Since a heap is a complete binary tree, its height is always O(log n). Both insert and extract operations traverse at most one root-to-leaf path, bounding their cost. The build-heap operation achieves O(n) through a clever bottom-up approach where most nodes are near the leaves and require very few swaps.

Operation	Time Complexity	Space Complexity	Description
Insert	O(log n)	O(n)	Add element at the end, bubble up at most log n levels
Extract-Max	O(log n)	O(n)	Swap root with last, sink down at most log n levels
Peek	O(1)	O(n)	Maximum is always at index 0 (the root)
Build Heap	O(n)	O(n)	Bottom-up heapify; sum of sift-down costs converges to O(n)
Space	—	O(n)	Array of n elements; no additional pointer overhead

Heaps are especially efficient as priority queues: they support insert and delete-max (or delete-min) in O(log n) time, with O(1) access to the extremal element.
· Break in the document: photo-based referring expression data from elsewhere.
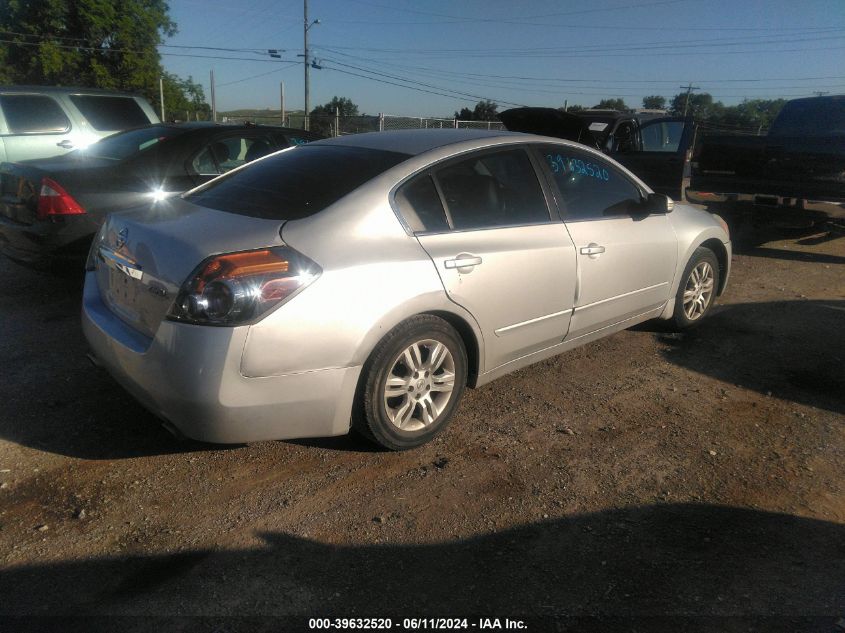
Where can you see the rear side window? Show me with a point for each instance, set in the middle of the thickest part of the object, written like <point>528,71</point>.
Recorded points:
<point>590,189</point>
<point>110,113</point>
<point>420,206</point>
<point>296,183</point>
<point>811,117</point>
<point>493,189</point>
<point>126,144</point>
<point>33,114</point>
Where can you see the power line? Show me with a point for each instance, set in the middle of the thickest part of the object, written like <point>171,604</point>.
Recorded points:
<point>269,72</point>
<point>577,51</point>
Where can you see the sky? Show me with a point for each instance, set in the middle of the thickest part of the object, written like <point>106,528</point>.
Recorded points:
<point>433,57</point>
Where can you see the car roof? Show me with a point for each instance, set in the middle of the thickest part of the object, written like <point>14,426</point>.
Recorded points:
<point>415,142</point>
<point>67,90</point>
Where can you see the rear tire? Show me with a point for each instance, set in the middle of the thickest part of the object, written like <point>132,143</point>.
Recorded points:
<point>411,384</point>
<point>697,290</point>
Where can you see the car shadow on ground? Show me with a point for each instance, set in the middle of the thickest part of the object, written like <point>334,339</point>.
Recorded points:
<point>792,350</point>
<point>699,567</point>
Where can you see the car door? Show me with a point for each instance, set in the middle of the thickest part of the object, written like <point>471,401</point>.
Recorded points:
<point>500,255</point>
<point>661,156</point>
<point>625,258</point>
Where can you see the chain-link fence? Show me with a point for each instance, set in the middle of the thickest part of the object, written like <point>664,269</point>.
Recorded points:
<point>328,125</point>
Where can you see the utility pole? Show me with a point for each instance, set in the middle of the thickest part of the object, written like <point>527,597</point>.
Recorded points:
<point>161,92</point>
<point>213,101</point>
<point>689,89</point>
<point>307,65</point>
<point>282,86</point>
<point>306,56</point>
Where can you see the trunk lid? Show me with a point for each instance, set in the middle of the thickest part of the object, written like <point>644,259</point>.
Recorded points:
<point>143,256</point>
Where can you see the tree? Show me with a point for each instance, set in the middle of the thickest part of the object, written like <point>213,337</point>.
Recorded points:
<point>183,96</point>
<point>465,114</point>
<point>484,111</point>
<point>344,106</point>
<point>110,44</point>
<point>322,117</point>
<point>701,105</point>
<point>654,102</point>
<point>611,104</point>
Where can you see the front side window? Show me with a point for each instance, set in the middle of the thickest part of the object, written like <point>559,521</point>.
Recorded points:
<point>590,188</point>
<point>493,189</point>
<point>662,137</point>
<point>420,205</point>
<point>106,113</point>
<point>225,154</point>
<point>33,114</point>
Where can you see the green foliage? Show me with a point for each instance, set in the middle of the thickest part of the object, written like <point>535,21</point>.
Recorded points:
<point>751,114</point>
<point>484,111</point>
<point>183,98</point>
<point>465,114</point>
<point>654,102</point>
<point>344,106</point>
<point>322,117</point>
<point>108,44</point>
<point>701,105</point>
<point>611,104</point>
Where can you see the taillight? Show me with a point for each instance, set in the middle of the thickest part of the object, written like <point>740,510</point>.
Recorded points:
<point>235,288</point>
<point>55,201</point>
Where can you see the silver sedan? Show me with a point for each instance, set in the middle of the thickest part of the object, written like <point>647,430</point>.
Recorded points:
<point>364,282</point>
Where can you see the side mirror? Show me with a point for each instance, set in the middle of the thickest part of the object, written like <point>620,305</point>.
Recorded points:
<point>658,203</point>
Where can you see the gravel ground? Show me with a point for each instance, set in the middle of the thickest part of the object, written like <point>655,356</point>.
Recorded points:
<point>692,482</point>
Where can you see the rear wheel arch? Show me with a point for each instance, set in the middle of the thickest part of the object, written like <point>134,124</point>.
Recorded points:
<point>721,254</point>
<point>368,414</point>
<point>471,342</point>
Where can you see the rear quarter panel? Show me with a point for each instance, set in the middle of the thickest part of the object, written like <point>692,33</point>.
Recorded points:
<point>374,277</point>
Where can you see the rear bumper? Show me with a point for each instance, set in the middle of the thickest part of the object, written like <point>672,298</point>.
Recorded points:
<point>190,376</point>
<point>833,209</point>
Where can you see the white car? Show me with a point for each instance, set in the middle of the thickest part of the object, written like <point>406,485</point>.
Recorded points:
<point>364,281</point>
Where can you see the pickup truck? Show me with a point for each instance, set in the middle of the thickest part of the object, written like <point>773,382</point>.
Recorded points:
<point>796,172</point>
<point>654,147</point>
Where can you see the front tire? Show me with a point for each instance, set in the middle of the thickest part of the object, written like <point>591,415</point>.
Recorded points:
<point>412,383</point>
<point>697,290</point>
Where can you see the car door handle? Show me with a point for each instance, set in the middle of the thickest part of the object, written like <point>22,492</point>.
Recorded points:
<point>592,249</point>
<point>462,261</point>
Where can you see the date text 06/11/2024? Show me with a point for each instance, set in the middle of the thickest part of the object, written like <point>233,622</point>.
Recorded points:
<point>417,624</point>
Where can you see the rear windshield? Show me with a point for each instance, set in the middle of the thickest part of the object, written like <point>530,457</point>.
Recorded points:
<point>296,183</point>
<point>126,144</point>
<point>811,117</point>
<point>110,113</point>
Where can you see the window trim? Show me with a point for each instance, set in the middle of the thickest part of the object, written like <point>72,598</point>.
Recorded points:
<point>433,168</point>
<point>58,103</point>
<point>558,195</point>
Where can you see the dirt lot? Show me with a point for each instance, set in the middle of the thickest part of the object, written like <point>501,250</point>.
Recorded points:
<point>698,478</point>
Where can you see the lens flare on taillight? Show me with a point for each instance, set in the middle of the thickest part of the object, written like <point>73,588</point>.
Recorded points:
<point>236,288</point>
<point>54,201</point>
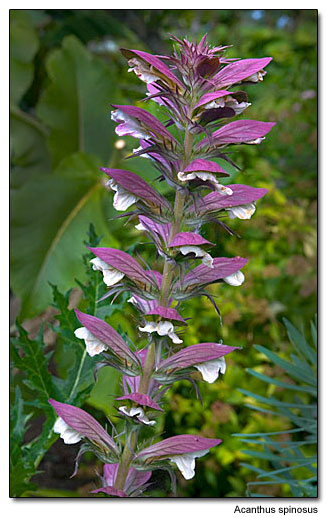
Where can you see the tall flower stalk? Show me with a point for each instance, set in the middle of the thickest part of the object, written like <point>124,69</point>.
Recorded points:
<point>196,88</point>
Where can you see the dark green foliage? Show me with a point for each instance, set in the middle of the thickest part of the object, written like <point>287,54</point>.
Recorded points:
<point>52,207</point>
<point>71,384</point>
<point>291,454</point>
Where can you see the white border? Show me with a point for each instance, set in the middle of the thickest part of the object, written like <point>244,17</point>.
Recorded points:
<point>159,507</point>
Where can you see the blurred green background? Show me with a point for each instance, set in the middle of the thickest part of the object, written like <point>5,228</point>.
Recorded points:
<point>66,70</point>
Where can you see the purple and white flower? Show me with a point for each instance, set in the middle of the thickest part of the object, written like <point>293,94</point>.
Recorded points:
<point>208,358</point>
<point>241,211</point>
<point>205,170</point>
<point>181,450</point>
<point>162,328</point>
<point>99,336</point>
<point>235,279</point>
<point>79,424</point>
<point>189,243</point>
<point>135,480</point>
<point>111,276</point>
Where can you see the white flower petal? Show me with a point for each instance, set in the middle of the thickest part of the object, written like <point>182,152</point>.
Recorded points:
<point>140,227</point>
<point>205,176</point>
<point>186,462</point>
<point>210,369</point>
<point>122,198</point>
<point>93,345</point>
<point>68,434</point>
<point>207,260</point>
<point>198,252</point>
<point>256,77</point>
<point>138,413</point>
<point>235,279</point>
<point>241,211</point>
<point>150,327</point>
<point>142,71</point>
<point>163,328</point>
<point>224,191</point>
<point>256,141</point>
<point>175,339</point>
<point>110,275</point>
This makes them ideal for task schedulers, event-driven simulations, and graph algorithms like Dijkstra and Prim.

Real-World Applications

🏥

Task Scheduling OS schedulers use a min-heap to pick the highest-priority process

🗺️

Dijkstra's Algorithm Shortest-path finds the minimum-weight edge using a min-heap

📈

Top-K Elements "Find top 10 most-visited pages" solved with a size-10 min-heap

🔄

Heap Sort Sorting algorithm built directly on the heap data structure

Practice

Find the kth largest element in an unsorted array (1-indexed, so k=1 means the largest).
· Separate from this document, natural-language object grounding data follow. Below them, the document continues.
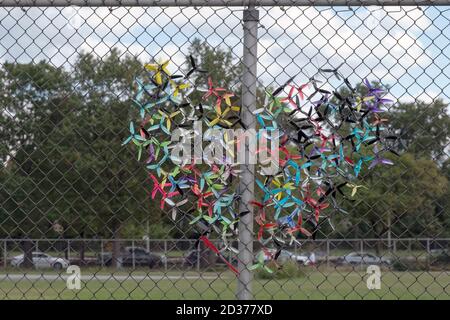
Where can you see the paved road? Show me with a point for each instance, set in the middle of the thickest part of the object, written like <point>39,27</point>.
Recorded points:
<point>100,277</point>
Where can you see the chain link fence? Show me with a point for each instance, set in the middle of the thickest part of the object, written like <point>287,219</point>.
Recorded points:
<point>71,194</point>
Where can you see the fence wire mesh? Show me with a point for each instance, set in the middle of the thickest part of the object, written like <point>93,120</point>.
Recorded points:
<point>71,194</point>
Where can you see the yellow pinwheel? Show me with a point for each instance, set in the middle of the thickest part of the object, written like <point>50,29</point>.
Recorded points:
<point>355,188</point>
<point>158,69</point>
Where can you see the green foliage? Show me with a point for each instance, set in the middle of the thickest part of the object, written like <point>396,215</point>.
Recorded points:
<point>289,270</point>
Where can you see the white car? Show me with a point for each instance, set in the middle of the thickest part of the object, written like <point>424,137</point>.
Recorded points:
<point>286,256</point>
<point>42,260</point>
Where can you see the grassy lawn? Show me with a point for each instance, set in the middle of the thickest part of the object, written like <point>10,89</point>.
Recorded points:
<point>316,285</point>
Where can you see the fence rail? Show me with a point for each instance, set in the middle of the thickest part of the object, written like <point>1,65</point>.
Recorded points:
<point>73,73</point>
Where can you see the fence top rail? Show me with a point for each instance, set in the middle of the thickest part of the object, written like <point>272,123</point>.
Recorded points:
<point>217,3</point>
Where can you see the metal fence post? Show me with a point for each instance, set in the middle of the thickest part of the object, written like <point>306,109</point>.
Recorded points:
<point>5,253</point>
<point>246,183</point>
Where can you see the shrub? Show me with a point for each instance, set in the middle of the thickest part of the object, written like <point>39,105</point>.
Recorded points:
<point>290,269</point>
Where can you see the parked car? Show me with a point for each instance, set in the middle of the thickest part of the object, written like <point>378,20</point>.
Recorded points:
<point>363,258</point>
<point>41,260</point>
<point>140,255</point>
<point>285,256</point>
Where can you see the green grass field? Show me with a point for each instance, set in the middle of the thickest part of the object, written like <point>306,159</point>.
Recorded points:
<point>316,285</point>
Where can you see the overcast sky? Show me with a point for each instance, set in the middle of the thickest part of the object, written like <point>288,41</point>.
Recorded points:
<point>406,47</point>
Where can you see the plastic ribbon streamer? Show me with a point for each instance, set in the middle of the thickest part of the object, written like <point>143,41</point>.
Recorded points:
<point>328,135</point>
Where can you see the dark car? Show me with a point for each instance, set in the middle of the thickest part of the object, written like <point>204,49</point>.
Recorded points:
<point>138,255</point>
<point>191,259</point>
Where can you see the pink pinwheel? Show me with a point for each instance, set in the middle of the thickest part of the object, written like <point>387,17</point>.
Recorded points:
<point>201,199</point>
<point>315,205</point>
<point>290,98</point>
<point>378,160</point>
<point>212,91</point>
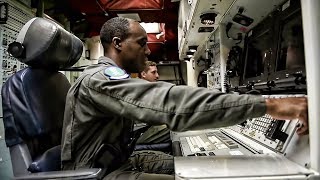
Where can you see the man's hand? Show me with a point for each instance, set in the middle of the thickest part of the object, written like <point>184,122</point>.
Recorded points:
<point>290,109</point>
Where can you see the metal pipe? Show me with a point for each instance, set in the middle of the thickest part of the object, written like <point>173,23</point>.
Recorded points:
<point>311,32</point>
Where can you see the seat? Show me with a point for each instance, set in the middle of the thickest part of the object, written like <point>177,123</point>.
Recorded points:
<point>34,98</point>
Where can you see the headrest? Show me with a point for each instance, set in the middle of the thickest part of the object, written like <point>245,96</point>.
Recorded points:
<point>43,43</point>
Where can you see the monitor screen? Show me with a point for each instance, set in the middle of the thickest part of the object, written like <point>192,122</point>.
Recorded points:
<point>258,54</point>
<point>291,47</point>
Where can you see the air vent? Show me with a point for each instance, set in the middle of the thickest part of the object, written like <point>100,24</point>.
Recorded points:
<point>205,29</point>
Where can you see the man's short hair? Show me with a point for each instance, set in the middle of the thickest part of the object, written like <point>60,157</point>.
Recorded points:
<point>115,27</point>
<point>146,68</point>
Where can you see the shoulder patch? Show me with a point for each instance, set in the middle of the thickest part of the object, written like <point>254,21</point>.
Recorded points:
<point>115,73</point>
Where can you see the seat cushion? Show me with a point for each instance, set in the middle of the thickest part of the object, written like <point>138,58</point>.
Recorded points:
<point>48,161</point>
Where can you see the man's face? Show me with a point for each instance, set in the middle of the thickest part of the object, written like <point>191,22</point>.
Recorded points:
<point>135,49</point>
<point>151,75</point>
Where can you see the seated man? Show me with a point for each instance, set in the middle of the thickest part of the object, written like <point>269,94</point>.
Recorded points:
<point>154,134</point>
<point>104,102</point>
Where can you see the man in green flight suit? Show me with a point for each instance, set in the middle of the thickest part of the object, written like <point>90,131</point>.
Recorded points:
<point>103,103</point>
<point>154,134</point>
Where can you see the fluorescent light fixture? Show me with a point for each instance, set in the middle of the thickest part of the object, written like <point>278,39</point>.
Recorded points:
<point>151,27</point>
<point>134,16</point>
<point>193,48</point>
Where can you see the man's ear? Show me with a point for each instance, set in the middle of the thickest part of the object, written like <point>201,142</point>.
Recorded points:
<point>143,74</point>
<point>116,42</point>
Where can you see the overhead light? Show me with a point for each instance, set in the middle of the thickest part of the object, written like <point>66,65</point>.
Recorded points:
<point>205,29</point>
<point>134,16</point>
<point>208,18</point>
<point>151,27</point>
<point>159,35</point>
<point>4,12</point>
<point>190,54</point>
<point>242,19</point>
<point>193,48</point>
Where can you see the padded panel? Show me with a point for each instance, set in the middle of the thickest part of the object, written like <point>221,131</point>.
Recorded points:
<point>33,106</point>
<point>48,45</point>
<point>48,161</point>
Given a list of sorted lists, merge them all into a single sorted list and return it.

Quiz

Test your understanding of heaps with these questions.

Q1. In a max-heap stored as an array, which element is guaranteed to be the largest?
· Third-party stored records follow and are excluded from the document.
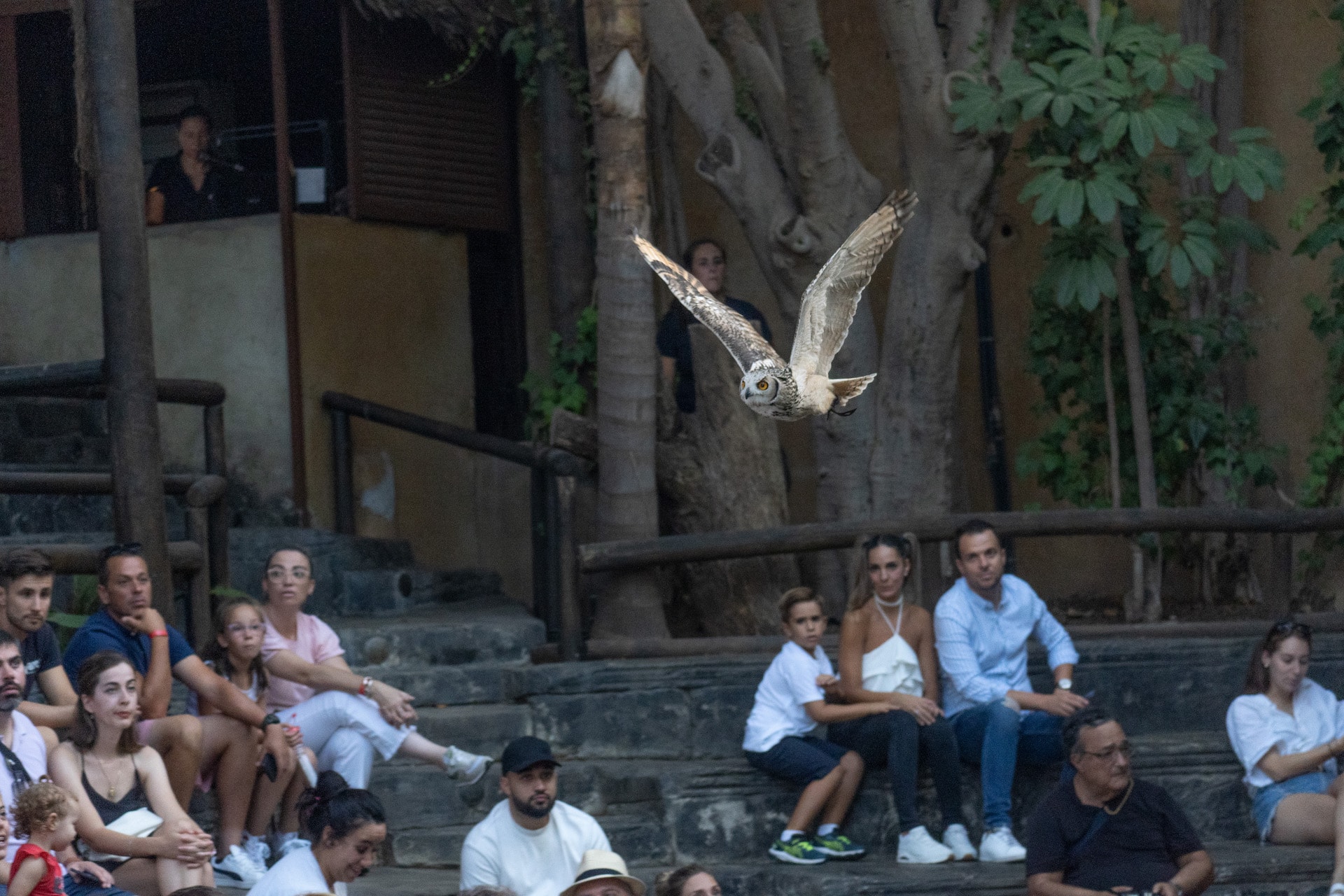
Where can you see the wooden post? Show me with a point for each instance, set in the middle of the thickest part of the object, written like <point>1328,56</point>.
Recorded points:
<point>571,612</point>
<point>218,520</point>
<point>1278,597</point>
<point>137,466</point>
<point>286,194</point>
<point>11,167</point>
<point>202,608</point>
The last element in the array

The middle element of the array

The first element (index 0)

It could be anywhere in the array

In a max-heap, the heap property guarantees that every parent is greater than or equal to its children. Since the root (index 0) is the ancestor of all other nodes, it must hold the largest value in the entire heap.

Q2. For a node at index i in a zero-indexed heap array, where is its left child?

2i

2i + 1

2i + 2

i / 2

In a zero-indexed array representation of a complete binary tree, the left child of node at index i is at 2i + 1, and the right child is at 2i + 2. The formula 2i is used when the array is 1-indexed (starting from index 1).

Q3. What is the time complexity of building a max-heap from an unsorted array of n elements?

O(n)

O(n log n)

O(n²)

O(log n)

Although building a heap involves calling sift-down for each non-leaf node, the total work is O(n). This is because most nodes are near the bottom of the tree and require very few swaps. A mathematical analysis shows the sum of sift-down costs across all levels converges to O(n), not the naive O(n log n) estimate.

Q4. After inserting a new element into a max-heap, which operation restores the heap property?

Sink down from the root

Rotate the tree

Re-sort the entire array

Bubble up from the inserted position

When a new element is added at the end of the heap array, it might be larger than its parent, violating the max-heap property. The bubble-up operation repeatedly swaps the element with its parent until the property is restored or the element reaches the root. Sink-down is used during extract-max, not insert.

Q5. A max-heap has the array representation [100, 80, 90, 40, 50, 60, 30]. After extracting the maximum, what will the root be?

80

30

90

60

Extract-max removes 100 (the root), swaps 30 (last element) into the root position, giving [30, 80, 90, 40, 50, 60]. Then sink-down: 30 is compared with children 80 and 90. Since 90 is the largest child, swap 30 and 90 → [90, 80, 30, 40, 50, 60]. Then 30 is compared with child 60, swap again → [90, 80, 60, 40, 50, 30]. The new root is 90.